Heparin-induced thrombocytopenia/thrombosis in a transgenic mouse model requires human platelet factor 4 and platelet activation through FcγRIIA

Heparin is one of the most widely used anticoagulants during invasive vascular procedures and to treat thromboembolic diseases. Among patients who receive therapeutic courses of heparin, 1% to 3% will develop an antibody-mediated thrombocytopenia,1-3 and 30% to 70% of these patients will develop potentially life-threatening thrombosis. There is abundant evidence that more than 95% of patients with heparin-induced thrombocytopenia (HIT) alone and those with thrombocytopenia and thrombosis (HITT) develop antibodies that recognize complexes between platelet factor 4 (PF4) and heparin.4-7 PF4, a major component of platelet α-granules, is released when platelets are activated.8,9 It is currently believed that complexes between PF4 and heparin form on the surface of activated platelets, where they are positioned to be recognized by anti-PF4/heparin antibodies.10-12 Antibodies to the PF4/heparin complex have been shown to activate human platelets in vitro via the platelet Fc receptor (FcR) for immunoglobuin (Ig)–G, FcγRIIA.13-16 The binding of HIT antibodies to activated platelets probably promotes microparticle release as well as platelet-platelet and platelet–vessel wall interactions, predisposing to thrombosis.15 17 

However, the mechanism by which HIT antibodies activate platelets and promote thrombosis is uncertain. It has been proposed that HIT antibodies bind to cell-surface–associated PF4/heparin complexes via the Fab end of the molecule, providing an opportunity to transduce platelet-activating signals through the interaction between the Fc portion of the bound IgG and FcγRIIA.12,13 FcγRIIA, the sole Fcγ receptor expressed on platelets,18 has been shown to transduce signals without the requirement for another transmembrane partner.19 A monoclonal antibody to FcγRIIA blocks platelet aggregation and secretion induced by HIT antibodies.12,13 Although increased FcγRIIA expression on the platelets of HIT patients has been reported,20there is as yet no definitive proof that activation through FcγRIIA occurs in vivo in HIT or participates in the development of thrombosis.
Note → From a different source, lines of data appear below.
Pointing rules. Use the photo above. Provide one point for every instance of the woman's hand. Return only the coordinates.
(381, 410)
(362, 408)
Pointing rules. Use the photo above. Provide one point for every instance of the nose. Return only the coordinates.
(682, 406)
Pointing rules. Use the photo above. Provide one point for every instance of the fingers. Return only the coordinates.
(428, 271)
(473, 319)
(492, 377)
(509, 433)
It is also unproved that anti-PF4/heparin antibodies, though prevalent,21-23 actually cause thrombocytopenia or thrombosis in patients with HIT/HITT. There is a need for more careful delineation of these processes in vivo.

We have previously shown that mice immunized with HIT antibodies isolated from human sera ultimately developed mouse antibodies to the human anti-PF4/heparin antibodies and developed thrombocytopenia after injection of heparin.24,25 However, the severity of the resultant thrombocytopenia was only modest; thrombosis was not detected; and the contribution of other autoantibodies that the mice developed during the course of epitope spread was unclear.25 

A mouse model of HIT/HITT that recapitulates the disease process in humans would help clarify the factors that predispose some patients to develop thrombocytopenia or thrombosis and to investigate novel therapeutic approaches. Previously described mouse models have 2 intrinsic limitations that restrict their applicability in an examination of the role of the FcγRIIA receptor in the pathogenesis of HIT/HITT. First, human HIT antibodies rarely recognize complexes of heparin and mouse PF4.26 Second, mouse platelets do not express an analog of the human FcγRIIA receptor that is capable of signal transduction upon occupation and cross-linking.27 28 

To address both limitations and to simulate the expression of these 2 critical components in HIT/HITT, we employed a transgenic approach to create a mouse model of this disorder and its treatment. We previously generated and characterized transgenic mice in which human FcγRIIA is expressed on mouse platelets and macrophages at levels equivalent to those in human cells.29 Using this model, we have demonstrated a critical role for FcγRIIA expression in antibody-induced thrombocytopenia in vivo using a nonactivating antibody. More recently, we have shown, for the first time, that an activating antiplatelet antibody induces not only thrombocytopenia, but also thrombosis and shock, effects that are exacerbated by reduced splenic clearance.30 We have also created transgenic mice that express human PF4 (hPF4) in their platelets.31 By crossing the lines that express human FcγRIIA and hPF4, we have developed a mouse model in which the contribution of platelet activation by antibodies to hPF4/heparin complexes through FcγRIIA to the pathogenesis of thrombocytopenia and thrombosis in HITT can be evaluated.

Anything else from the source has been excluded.